The Cardinal smiled at his brother shrewdly.
“Aye,” he murmured, “but
we will have the ransoms also. For, you know,
the earth belongeth to the Lord, and He has given it
to the chosen of His Church.”
A hand touched the Duke’s shoulder;
a voice murmured in his ear. A soft voice a
voice that trembled. It was that of Revol, the
King’s secretary, whom at first De Nambre, one
of the Forty-Five on guard at the door, would not
permit to pass. Whereupon the King popped his
head out of the closet to give the necessary order,
and seeing the young man pale, he called out, “Revol,
what’s the matter with you? Revol, you are
as white as paper, man! Rub your cheeks, Revol.
Else you will spoil all!”
Henry III. always liked handsome young
men about him, and certainly the messenger of death
never came in a prettier form to any than when young
Revol tapped the Duke of Guise on the shoulder as he
sat by the council board.
The chief of the League rose and,
courteous to the last, he bowed graciously to the
Cardinal Vendome, to whom he had not yet had the opportunity
of speaking that day. He threw his cloak carefully
over one arm, and in the other hand he took his silver
comfit-box (for he ever loved sweet things) containing
the prunes of Brignolles. He entered into the
little narrow passage. De Nambre shut the door
behind him. The tiger was in the fox’s
trap.
Vaguely Guise saw stern faces about
him, but as was usual with him, he paid no particular
heed, only saluting them as he had done the shouting
spice-merchants’ ’prentices and general
varletage of Paris, which followed everywhere on his
heels.
The eight Gascons held back, though
their hands were on their daggers. After all,
the tiger was a tiger, and they were but hirelings.
The curtain which hid the King’s closet shook
as in a gale of wind. But suddenly the terrible
mask of Jean-aux-Choux surged up, so changed that
the victim did not recognise the man who had often
made sport before him.
“For Coligny one!” cried the
tragic fool.
And at that dread word the other traitor
behind the arras might well have trembled also.
Then Jean struck his first blow.
“Saint Bartholomew!” cried
Jean-aux-Choux, and struck the second time.

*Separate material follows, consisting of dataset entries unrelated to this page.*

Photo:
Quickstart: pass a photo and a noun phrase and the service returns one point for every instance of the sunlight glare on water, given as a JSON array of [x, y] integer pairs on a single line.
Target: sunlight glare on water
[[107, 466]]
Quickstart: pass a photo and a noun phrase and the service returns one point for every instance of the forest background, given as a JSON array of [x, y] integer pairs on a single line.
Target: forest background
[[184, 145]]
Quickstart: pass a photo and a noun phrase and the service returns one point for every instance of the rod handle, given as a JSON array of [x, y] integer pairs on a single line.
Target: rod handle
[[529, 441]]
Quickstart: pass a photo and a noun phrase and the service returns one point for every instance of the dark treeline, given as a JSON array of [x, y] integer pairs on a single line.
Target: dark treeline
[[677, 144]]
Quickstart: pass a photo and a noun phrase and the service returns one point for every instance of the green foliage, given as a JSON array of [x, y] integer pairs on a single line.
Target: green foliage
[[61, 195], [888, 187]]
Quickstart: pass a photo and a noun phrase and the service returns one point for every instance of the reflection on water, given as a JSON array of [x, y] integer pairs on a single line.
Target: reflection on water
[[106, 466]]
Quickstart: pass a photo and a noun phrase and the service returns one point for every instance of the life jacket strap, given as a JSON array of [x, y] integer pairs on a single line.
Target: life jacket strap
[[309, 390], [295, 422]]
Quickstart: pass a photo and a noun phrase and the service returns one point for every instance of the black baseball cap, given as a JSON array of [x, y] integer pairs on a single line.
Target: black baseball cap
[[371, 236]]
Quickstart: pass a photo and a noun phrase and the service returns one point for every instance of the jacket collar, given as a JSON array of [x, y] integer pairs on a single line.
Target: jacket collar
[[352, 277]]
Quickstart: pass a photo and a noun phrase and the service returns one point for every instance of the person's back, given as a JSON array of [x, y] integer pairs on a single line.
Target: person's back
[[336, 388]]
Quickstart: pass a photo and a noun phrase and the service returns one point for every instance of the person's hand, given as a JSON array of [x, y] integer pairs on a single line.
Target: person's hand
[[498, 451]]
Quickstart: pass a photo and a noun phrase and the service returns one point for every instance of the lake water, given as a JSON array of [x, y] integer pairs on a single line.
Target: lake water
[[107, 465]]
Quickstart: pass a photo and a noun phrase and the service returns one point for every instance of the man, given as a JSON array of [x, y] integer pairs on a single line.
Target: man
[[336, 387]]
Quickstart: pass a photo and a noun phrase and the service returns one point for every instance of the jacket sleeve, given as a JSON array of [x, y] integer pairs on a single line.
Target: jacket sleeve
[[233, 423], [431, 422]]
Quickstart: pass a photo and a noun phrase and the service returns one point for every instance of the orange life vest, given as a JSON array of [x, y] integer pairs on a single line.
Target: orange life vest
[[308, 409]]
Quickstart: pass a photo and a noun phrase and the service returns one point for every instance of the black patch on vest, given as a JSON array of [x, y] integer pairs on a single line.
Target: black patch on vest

The Duke fell on his knees. The
eight Gascons precipitated themselves upon the man
who had been deemed, and who had deemed himself, the
most invincible of the sons of men.
So strong was he that, even in death,
he dragged them all after him, like hounds tearing
at the flanks of a dying tiger, till, with a cry of
“Oh, my friends oh, what treachery!
My sins ” the breath of life
went from him. And he fell prone, still clutching
in his agony the foot of the King’s bed.
Then the turbaned, weasel face, pale
and ghastly, jerked out of the royal closet, and the
quavering voice of the King asked Guise’s own
question of sixteen years before “Have
you finished the work? Is he dead?”
Being assured that his enemy was indeed
dead, Henry at last came out, standing over the body
of the great Leaguer, holding back the skirts of his
dressing-gown with his hand.
“Ah, but he is big!” he
said, and spurned him with his foot. Then he put
his hands on his brow, as if for a moment to hide the
sight, or perhaps to commune with himself. Suddenly
he thrust out an arm and called the man-slayers about
him.
“Ye are my hands and arms,”
he said; “I shall not forget that you have done
this for my sake.”
“Not I!” said Jean-aux-Choux
promptly. “I have done it for the sake of
Coligny, whom he murdered even so. His blood my
master’s blood has called a long
while from the ground. And so” looking
straight at the King “perish all
those who put their hands to the slaughter of the
Bartholomew night.”
Then King Henry of Valois abased his
eyes, and men could hear his teeth chatter in his
head. For, indeed, he and Catherine, his mother the
same who now lay a-dying in the chamber below had
guided, with foxy cunning and Italianate guile, that
deadly conjuration.
He was, however, too much elated to be long subdued.
“At any rate,” he said,
“Guise is dead. I am avenged upon mine enemy.
Guise is dead! But some others yet live.”